The Moroccans were well organized; they operated in groups and had an elaborate communications system. Once they had a target, the communication would start. One person would follow the target around the block and another person would communicate ahead with the description of the target, and they would switch at the end of each block. Once the target had been robbed, the loot would be passed through many hands. Therefore, if the police or anyone else happened to catch the actual snatcher, there would be no way to pin the crime on him since the stolen item would no longer be in his possession.
A few times I got into fights with them for disturbing their operations. Since I couldn’t be everywhere at the same time, I did run into tourists who had already been robbed, and in such cases I would tell them not to worry and assure them that I would do my best to locate their belongings. Many times I was able to retrieve people’s passports and help them find some of their things at the lost and found office. People were always grateful for my assistance, and their gratitude motivated me to keep doing what I was doing, despite the danger of being targeted or killed by the Moroccans.
I did this every day for three months, and in that time was able to understand how the robbers worked. I saw the vulnerability that existed within the Spanish society. In my opinion, those hoodlums could have become radicalized and evolved into a terrorist organization, and that could have been potentially devastating. They had become part of Spanish society and had a very good understanding of the language and culture; therefore, they could use their knowledge to exploit security gaps and cause tremendous damage.
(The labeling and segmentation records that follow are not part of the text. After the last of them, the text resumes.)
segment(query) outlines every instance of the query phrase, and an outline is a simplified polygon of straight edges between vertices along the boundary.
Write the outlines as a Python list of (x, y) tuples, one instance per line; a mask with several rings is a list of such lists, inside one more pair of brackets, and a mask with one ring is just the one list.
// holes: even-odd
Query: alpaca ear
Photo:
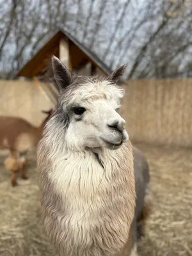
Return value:
[(50, 110), (42, 110), (42, 113), (44, 114), (47, 114), (49, 115), (51, 113), (52, 111), (52, 109), (51, 109)]
[(55, 82), (60, 91), (72, 82), (72, 75), (67, 67), (55, 56), (51, 59)]
[(127, 66), (127, 64), (120, 66), (118, 68), (113, 71), (113, 72), (109, 76), (108, 79), (114, 83), (117, 83), (120, 77), (124, 73)]

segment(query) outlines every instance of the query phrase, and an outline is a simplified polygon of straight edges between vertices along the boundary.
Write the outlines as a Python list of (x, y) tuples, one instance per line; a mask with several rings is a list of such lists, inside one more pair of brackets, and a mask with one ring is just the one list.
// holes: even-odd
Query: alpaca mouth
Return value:
[(107, 147), (112, 149), (116, 149), (119, 148), (123, 144), (123, 140), (122, 140), (119, 143), (115, 143), (111, 141), (108, 141), (104, 139), (102, 139), (104, 141), (105, 144), (107, 145)]

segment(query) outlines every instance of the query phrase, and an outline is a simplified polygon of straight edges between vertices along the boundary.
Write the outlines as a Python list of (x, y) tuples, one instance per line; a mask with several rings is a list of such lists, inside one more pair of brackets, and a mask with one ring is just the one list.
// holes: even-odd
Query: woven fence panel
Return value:
[(122, 115), (130, 138), (192, 146), (192, 79), (128, 81)]

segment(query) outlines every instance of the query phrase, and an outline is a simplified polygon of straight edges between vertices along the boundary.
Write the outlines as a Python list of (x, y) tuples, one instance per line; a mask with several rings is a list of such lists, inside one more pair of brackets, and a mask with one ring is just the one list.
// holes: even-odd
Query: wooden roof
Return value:
[(70, 33), (63, 30), (57, 32), (19, 70), (17, 76), (33, 77), (37, 76), (46, 67), (52, 54), (60, 58), (60, 42), (61, 39), (68, 40), (69, 44), (69, 54), (71, 57), (72, 67), (77, 67), (82, 60), (88, 60), (106, 75), (111, 73), (110, 68), (95, 54), (82, 45)]

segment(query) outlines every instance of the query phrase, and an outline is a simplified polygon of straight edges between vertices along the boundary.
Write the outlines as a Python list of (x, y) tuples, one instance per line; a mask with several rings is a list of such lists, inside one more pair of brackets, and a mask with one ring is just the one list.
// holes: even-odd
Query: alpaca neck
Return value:
[(54, 166), (49, 180), (61, 198), (63, 217), (58, 218), (66, 255), (72, 244), (73, 255), (112, 256), (128, 240), (135, 207), (132, 152), (123, 146), (97, 154), (100, 161), (91, 150), (51, 156)]

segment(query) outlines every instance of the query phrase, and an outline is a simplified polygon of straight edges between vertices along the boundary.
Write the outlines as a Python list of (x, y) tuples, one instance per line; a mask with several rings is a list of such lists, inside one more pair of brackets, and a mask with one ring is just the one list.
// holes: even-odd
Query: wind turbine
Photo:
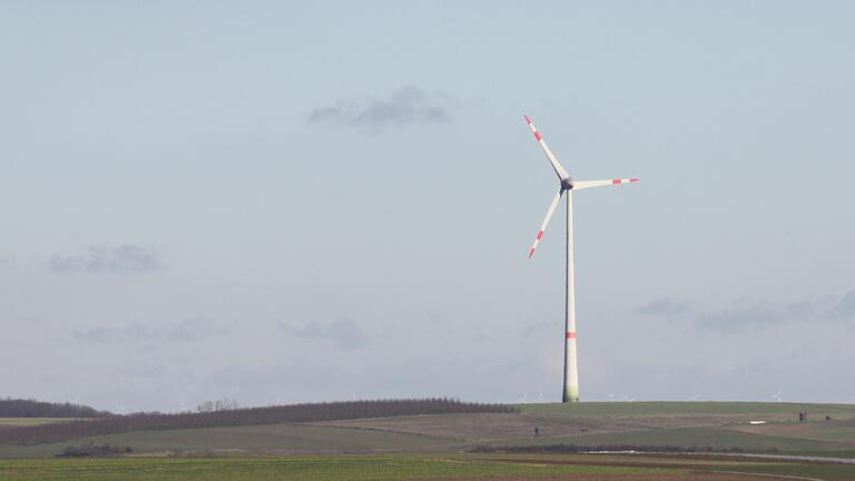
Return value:
[(552, 198), (552, 204), (549, 205), (547, 210), (547, 217), (543, 219), (543, 224), (538, 230), (538, 236), (534, 238), (534, 244), (529, 251), (529, 258), (534, 255), (534, 249), (538, 248), (543, 232), (547, 230), (549, 219), (552, 218), (552, 214), (558, 207), (558, 202), (561, 200), (561, 196), (567, 202), (567, 277), (566, 277), (566, 310), (564, 310), (564, 386), (561, 395), (561, 402), (579, 402), (579, 371), (576, 363), (576, 279), (573, 277), (573, 190), (581, 190), (591, 187), (603, 187), (609, 185), (630, 184), (638, 181), (637, 178), (617, 178), (607, 180), (573, 180), (572, 177), (561, 167), (558, 159), (549, 149), (547, 143), (543, 141), (543, 137), (540, 135), (534, 124), (531, 122), (529, 116), (524, 116), (525, 121), (531, 127), (534, 138), (538, 139), (540, 148), (547, 155), (549, 163), (552, 164), (552, 168), (558, 175), (558, 179), (561, 183), (558, 188), (558, 194)]
[(780, 386), (778, 386), (778, 392), (772, 395), (772, 399), (774, 399), (775, 402), (784, 402), (784, 397), (780, 396)]

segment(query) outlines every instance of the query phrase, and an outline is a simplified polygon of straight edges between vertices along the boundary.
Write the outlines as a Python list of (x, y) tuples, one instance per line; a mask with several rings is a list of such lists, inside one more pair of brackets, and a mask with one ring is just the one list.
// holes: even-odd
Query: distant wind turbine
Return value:
[(534, 138), (538, 139), (540, 148), (547, 155), (549, 163), (552, 164), (552, 169), (556, 170), (558, 180), (560, 183), (558, 194), (552, 198), (552, 204), (549, 205), (547, 210), (547, 217), (543, 219), (543, 224), (538, 230), (538, 236), (534, 239), (534, 244), (529, 251), (529, 257), (534, 255), (534, 249), (538, 248), (538, 243), (543, 233), (547, 230), (549, 219), (552, 218), (552, 214), (558, 207), (561, 196), (567, 193), (567, 272), (566, 272), (566, 302), (564, 302), (564, 385), (561, 394), (561, 402), (579, 402), (579, 369), (576, 362), (576, 278), (573, 273), (573, 192), (581, 190), (591, 187), (605, 187), (610, 185), (630, 184), (638, 181), (637, 178), (616, 178), (607, 180), (573, 180), (572, 177), (564, 170), (561, 164), (549, 149), (547, 143), (543, 141), (543, 137), (540, 135), (534, 124), (531, 122), (529, 116), (524, 116), (525, 121), (529, 124)]
[(772, 399), (775, 402), (784, 402), (784, 397), (780, 396), (780, 386), (778, 386), (778, 392), (772, 395)]

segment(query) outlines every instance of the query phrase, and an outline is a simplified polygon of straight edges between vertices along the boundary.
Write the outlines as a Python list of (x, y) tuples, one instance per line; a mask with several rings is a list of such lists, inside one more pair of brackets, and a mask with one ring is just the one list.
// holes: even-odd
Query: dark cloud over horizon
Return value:
[(301, 326), (279, 322), (279, 326), (295, 337), (335, 341), (338, 347), (344, 349), (363, 347), (368, 342), (367, 333), (348, 317), (341, 317), (330, 323), (313, 321)]
[(402, 87), (384, 97), (340, 100), (308, 114), (309, 124), (331, 122), (347, 127), (403, 127), (413, 124), (450, 124), (449, 96), (417, 87)]
[(789, 304), (733, 302), (718, 308), (685, 301), (660, 298), (636, 307), (633, 314), (691, 322), (704, 331), (741, 332), (789, 324), (795, 321), (841, 322), (855, 320), (855, 291), (843, 296)]
[(89, 246), (75, 255), (55, 255), (49, 263), (56, 273), (137, 273), (161, 267), (154, 248), (134, 244)]
[(98, 325), (77, 330), (75, 338), (95, 343), (147, 343), (147, 342), (198, 342), (209, 337), (227, 335), (230, 327), (206, 318), (189, 318), (177, 323), (142, 324), (126, 326)]

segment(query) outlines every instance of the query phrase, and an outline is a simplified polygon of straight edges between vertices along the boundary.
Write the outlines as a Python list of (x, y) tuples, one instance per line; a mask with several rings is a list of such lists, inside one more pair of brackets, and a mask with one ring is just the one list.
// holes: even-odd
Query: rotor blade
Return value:
[(629, 179), (606, 179), (606, 180), (578, 180), (573, 183), (573, 190), (579, 190), (583, 188), (591, 188), (591, 187), (605, 187), (607, 185), (618, 185), (618, 184), (633, 184), (637, 183), (637, 178), (629, 178)]
[(531, 251), (529, 251), (529, 258), (534, 255), (534, 249), (538, 248), (538, 243), (540, 242), (540, 238), (543, 237), (543, 233), (547, 230), (547, 226), (549, 225), (549, 219), (552, 218), (552, 213), (556, 212), (556, 207), (558, 207), (558, 202), (561, 200), (561, 195), (564, 193), (564, 189), (556, 194), (556, 197), (552, 199), (552, 204), (549, 205), (549, 210), (547, 210), (547, 217), (543, 219), (543, 224), (540, 225), (540, 230), (538, 230), (538, 237), (534, 238), (534, 244), (531, 245)]
[(543, 153), (547, 154), (547, 158), (549, 159), (549, 163), (552, 164), (552, 168), (556, 169), (556, 174), (558, 174), (558, 178), (561, 180), (570, 178), (570, 176), (567, 174), (567, 170), (564, 170), (563, 167), (561, 167), (561, 164), (558, 163), (558, 159), (552, 154), (552, 150), (549, 149), (549, 146), (547, 143), (543, 141), (543, 136), (540, 135), (537, 127), (534, 127), (534, 124), (531, 122), (531, 119), (529, 116), (525, 117), (525, 121), (529, 124), (529, 127), (531, 127), (531, 132), (534, 134), (534, 138), (538, 139), (538, 144), (540, 144), (540, 148), (543, 149)]

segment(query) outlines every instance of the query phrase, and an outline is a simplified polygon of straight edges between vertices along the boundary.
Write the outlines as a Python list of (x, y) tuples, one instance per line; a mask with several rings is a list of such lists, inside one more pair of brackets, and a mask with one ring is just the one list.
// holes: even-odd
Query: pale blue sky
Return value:
[(851, 2), (0, 3), (0, 395), (855, 401)]

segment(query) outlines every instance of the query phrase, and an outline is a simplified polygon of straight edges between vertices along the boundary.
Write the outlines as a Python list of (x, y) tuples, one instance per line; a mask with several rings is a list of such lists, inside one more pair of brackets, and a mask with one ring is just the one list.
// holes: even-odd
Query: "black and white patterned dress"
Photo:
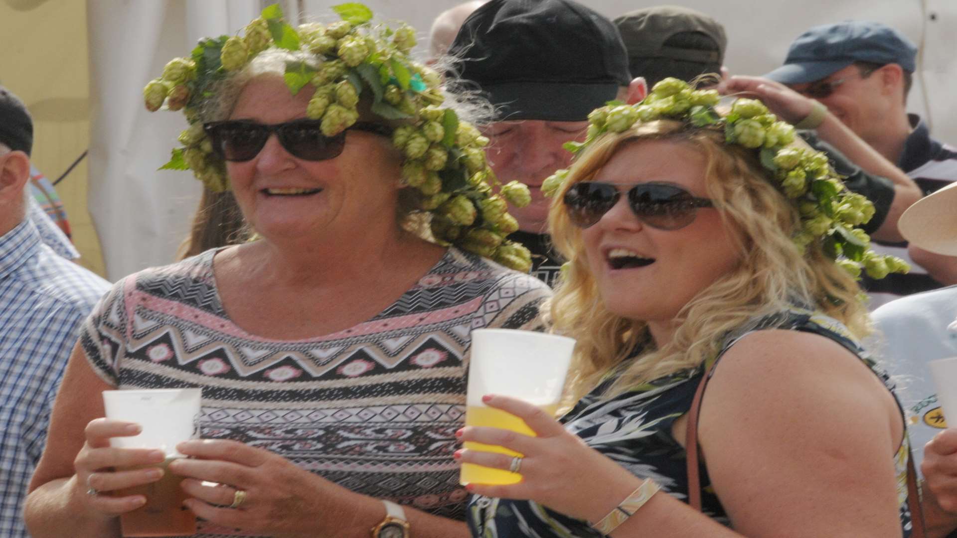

Three months after returning from Canada, I still had no job and needed to somehow make my stay in Spain legal. Maria Joana had been very accepting of me so far, but I wasn’t sure how long she would keep it up. I had to do everything possible to get a job and a place of my own. My desperation for a job led me everywhere. During my search, I discovered that work had commenced again at my previous job at the Olympic Village and, through my contacts, I was fortunate to be hired again. The work was the same as before. The job was a piece of cake; twelve-hour shifts and more than one hundred dollars a day. I never knew I could love construction work after my experience working with my uncle, but who wouldn’t if one pretended to be working while roaming around doing nothing? We spent hours at lunch and clocked out at the end of the shift. Most of the construction firms were from England and the U.S., and the majority of the people who worked there were also foreigners, many of whom were on vacation and wanted to use the opportunity to make some easy money. The idea was that as long as the Spanish government was footing the bill, the job must be slowed down to make as much money as possible.
Who was I to complain about work ethics when everybody was scheming the system?.